The number HTTP requests (per hour) for a day

  • The number of 4xx errors. This usually means that your application is not configured correctly when communicating to the external services. The graph bellow shows a moment when we calling a Facebook API with wrong parameters.

The number of 4xx errors for a day

  • The number of 500 errors. This indicates how stable is the external service that you're integrated with. Contrary to what you might think, we see more 500 errors coming from Google+ than any other major social network.

The number of 500 errors for a day

  • The number of timeouts. A timeout means that your software sends a requests, but did not hear back from the external service for a given period of time. This might indicate failure on the external service side. Or it might be related to the internet connectivity. These days, we see more timeouts from Twitter than from any other major social network.

The number of timeouts for a day

Why create Nagual?

If your application uses any external resources, you’re relying on them constantly being online and responsive so that your tests are passing 100%. If the Internet is down, or slow, your tests will fail. If the external service throttles your requests, after you reach the daily limit, your tests will fail. If you have to manually renew expired credentials, your tests will fail. Also note that some of the responses coming from external services cannot be easily triggered. These include internal server errors, timeout even sending mangled data. In short, your high level tests (everything other than unit tests) have lots of reasons of moving parts and thus reasons to fail.

This simulator was created as a way to overcome the obstacles described above. You’ll have full control over your high level tests and they will become more stable and reliable.

How Nagual differs from the other open source tools?

To serve our purposes we had to fulfill 9 key requirements

  1. Standalone. The simulator must be able to run as an independent standalone service. It should not run as http proxy (think Squid proxy) because most of the applications are not designed to use a proxy to talk HTTP to the outside world.
  2. Fake SSL Certs. All of the external web services that we want to simulate are SSL enabled. Server certificate verification is turned on in the client libraries used to communicate with them. Nagual runs as man-in-the-middle transparent proxy, not triggering any SSL verification errors.
  3. Transparent. If a rule matches, then the response should be simulated. If not, then the request should be sent to the external service. The simulator should not require any changes to the source code of the application or the 3rd party libraries used. No internal triggers, feature flags, application file or database configurations. For purposes other than testing you should not be aware that the simulator is running.
  4. Dynamic Responses. The simulator should be able to generate a response programmatically, on the fly. When generating responses they should be able to use random values (integer, string encodings, timestamps) and create random response structure. The simulator should be able to extract data from the request and use parts of it to construct the response.
  5. Local Storage. The simulator should be able to locally store any generated response, so that it can later be retrieved and used for complex, multi-request sequence operations.
  6. Binary Data. The simulator should be able to return binary data in the HTTP body - e.g. images, PDF files.
  7. Regex URL Match. A request should be able to be flagged for simulation by regex matching.
  8. R&R Not Mandatory. The simulator should be able to be configured without the need to record and replay requests and responses.
  9. Start Configured. For fast tests (and also to enable parallel execution of tests) the simulator should be able to start fully configured via the command line. It should allow configuration in ways other than API only.

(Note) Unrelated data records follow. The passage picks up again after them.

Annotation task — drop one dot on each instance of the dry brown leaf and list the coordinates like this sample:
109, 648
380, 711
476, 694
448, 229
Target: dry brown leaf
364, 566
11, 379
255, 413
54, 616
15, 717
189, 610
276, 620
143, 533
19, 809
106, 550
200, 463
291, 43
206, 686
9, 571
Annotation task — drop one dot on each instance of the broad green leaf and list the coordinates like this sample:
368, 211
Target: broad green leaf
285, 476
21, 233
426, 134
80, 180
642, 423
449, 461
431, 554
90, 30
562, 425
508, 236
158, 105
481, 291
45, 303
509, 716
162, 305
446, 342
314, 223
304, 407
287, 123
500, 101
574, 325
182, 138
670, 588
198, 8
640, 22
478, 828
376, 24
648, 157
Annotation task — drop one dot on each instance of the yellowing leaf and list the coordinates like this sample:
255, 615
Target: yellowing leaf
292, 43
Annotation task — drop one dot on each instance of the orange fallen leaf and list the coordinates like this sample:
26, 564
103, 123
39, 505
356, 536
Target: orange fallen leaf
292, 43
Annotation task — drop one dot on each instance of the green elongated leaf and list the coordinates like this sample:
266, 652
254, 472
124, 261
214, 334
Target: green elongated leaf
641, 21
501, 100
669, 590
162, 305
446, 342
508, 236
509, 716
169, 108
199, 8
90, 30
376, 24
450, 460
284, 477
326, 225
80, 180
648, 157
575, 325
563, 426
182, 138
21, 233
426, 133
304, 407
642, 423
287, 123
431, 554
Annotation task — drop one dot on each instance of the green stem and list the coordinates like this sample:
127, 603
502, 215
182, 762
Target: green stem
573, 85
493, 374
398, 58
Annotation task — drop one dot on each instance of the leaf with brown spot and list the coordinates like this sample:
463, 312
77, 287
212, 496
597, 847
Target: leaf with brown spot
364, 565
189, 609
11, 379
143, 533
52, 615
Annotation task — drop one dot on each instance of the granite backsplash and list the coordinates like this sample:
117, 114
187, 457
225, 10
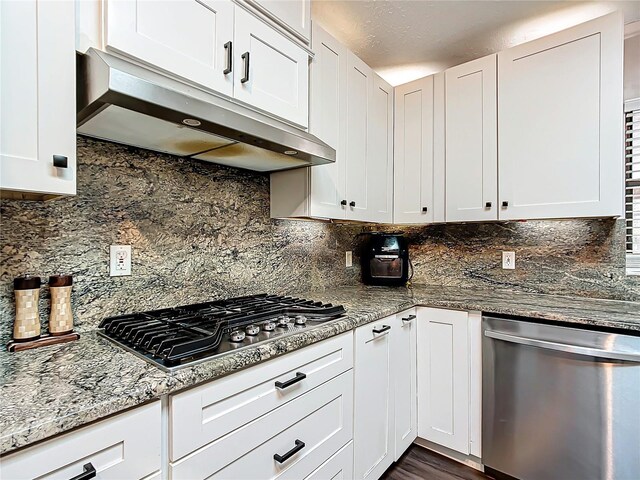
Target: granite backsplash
198, 231
201, 231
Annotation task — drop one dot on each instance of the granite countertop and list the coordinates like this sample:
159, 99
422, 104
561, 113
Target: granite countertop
53, 389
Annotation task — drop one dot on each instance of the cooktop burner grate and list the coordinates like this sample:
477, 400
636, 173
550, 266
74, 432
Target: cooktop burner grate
174, 337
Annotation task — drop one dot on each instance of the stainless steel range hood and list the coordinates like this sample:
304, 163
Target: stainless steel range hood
126, 103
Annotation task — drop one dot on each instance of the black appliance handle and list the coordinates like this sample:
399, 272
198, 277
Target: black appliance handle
298, 378
229, 48
283, 458
88, 471
382, 329
245, 57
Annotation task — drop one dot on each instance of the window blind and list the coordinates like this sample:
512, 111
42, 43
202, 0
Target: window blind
632, 185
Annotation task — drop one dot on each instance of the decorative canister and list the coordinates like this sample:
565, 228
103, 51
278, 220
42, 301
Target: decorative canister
27, 323
61, 319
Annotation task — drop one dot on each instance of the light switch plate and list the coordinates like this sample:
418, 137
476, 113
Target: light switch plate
120, 260
508, 260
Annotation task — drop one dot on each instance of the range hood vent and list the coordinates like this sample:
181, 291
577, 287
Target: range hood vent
130, 104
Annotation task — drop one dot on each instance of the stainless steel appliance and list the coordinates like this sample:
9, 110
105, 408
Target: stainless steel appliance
560, 403
180, 336
121, 101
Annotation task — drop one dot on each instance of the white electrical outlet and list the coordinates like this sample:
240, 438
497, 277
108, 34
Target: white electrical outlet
348, 258
120, 260
508, 260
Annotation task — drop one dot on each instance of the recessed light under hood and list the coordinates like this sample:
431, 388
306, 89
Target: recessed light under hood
127, 103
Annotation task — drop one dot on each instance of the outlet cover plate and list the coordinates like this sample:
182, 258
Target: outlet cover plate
508, 260
120, 263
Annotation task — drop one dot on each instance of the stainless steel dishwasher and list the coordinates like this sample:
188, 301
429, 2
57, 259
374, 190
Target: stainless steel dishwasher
559, 403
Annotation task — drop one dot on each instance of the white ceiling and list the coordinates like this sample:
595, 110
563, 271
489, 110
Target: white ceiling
407, 39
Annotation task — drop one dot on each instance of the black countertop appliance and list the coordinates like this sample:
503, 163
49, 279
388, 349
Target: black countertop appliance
385, 259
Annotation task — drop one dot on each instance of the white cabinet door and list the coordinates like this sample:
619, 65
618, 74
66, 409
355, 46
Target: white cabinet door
560, 123
359, 87
443, 378
270, 71
124, 446
413, 158
38, 113
471, 141
327, 119
404, 375
189, 38
373, 409
293, 15
379, 171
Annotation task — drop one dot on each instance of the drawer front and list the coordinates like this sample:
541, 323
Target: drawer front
125, 446
322, 419
338, 467
206, 413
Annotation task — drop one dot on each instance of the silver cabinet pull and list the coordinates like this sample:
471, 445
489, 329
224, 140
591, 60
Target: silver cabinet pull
561, 347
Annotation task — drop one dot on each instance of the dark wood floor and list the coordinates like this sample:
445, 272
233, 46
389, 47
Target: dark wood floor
421, 464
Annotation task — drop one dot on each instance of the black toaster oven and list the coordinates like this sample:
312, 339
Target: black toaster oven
385, 259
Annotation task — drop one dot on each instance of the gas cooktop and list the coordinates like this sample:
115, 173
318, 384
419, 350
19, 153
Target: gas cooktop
175, 337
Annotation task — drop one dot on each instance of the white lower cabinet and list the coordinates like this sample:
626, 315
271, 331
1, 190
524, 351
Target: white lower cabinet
283, 419
338, 467
449, 379
124, 446
403, 362
373, 422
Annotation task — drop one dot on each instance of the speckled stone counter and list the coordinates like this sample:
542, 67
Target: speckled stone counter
55, 389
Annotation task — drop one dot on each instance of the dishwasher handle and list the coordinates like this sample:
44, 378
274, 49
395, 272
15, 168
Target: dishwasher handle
562, 347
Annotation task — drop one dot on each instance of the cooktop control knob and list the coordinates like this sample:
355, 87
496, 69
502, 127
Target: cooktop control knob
268, 326
252, 330
237, 336
284, 321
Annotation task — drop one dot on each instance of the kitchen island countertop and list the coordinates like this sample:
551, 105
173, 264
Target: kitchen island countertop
51, 390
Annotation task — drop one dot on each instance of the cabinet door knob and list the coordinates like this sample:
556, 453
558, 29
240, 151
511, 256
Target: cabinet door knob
60, 161
229, 48
283, 458
382, 329
245, 57
88, 471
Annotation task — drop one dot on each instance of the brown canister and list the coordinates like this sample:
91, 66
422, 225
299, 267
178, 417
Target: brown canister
27, 323
61, 319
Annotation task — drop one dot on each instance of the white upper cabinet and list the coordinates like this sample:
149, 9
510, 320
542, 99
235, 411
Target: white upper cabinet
191, 39
418, 162
560, 123
327, 117
271, 72
293, 15
359, 94
380, 153
471, 141
38, 99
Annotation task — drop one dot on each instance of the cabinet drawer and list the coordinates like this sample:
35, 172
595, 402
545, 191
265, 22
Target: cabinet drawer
206, 413
338, 467
322, 419
125, 446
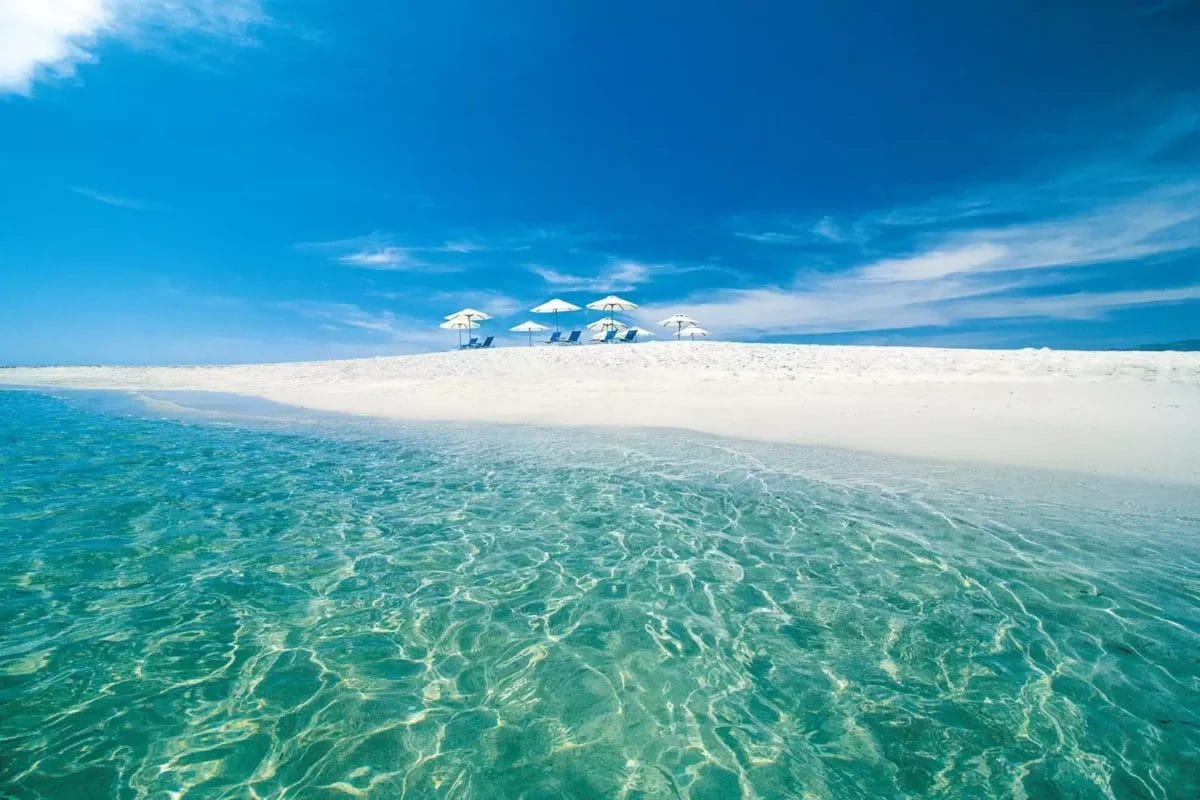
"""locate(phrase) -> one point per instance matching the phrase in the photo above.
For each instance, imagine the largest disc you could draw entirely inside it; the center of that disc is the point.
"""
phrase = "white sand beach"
(1117, 414)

There are various tools today that can perform HTTP simulation (some of the commercial vendors are calling it “service virtualization”). At the time of the creation of Nagual, none of the available tools supported all of the 9 key requirement (as of May 2016). Bellow you can find a table comparing all the actively supported open source HTTP simulation tools. In case Nagual does not fit your needs, try one of the listed tools.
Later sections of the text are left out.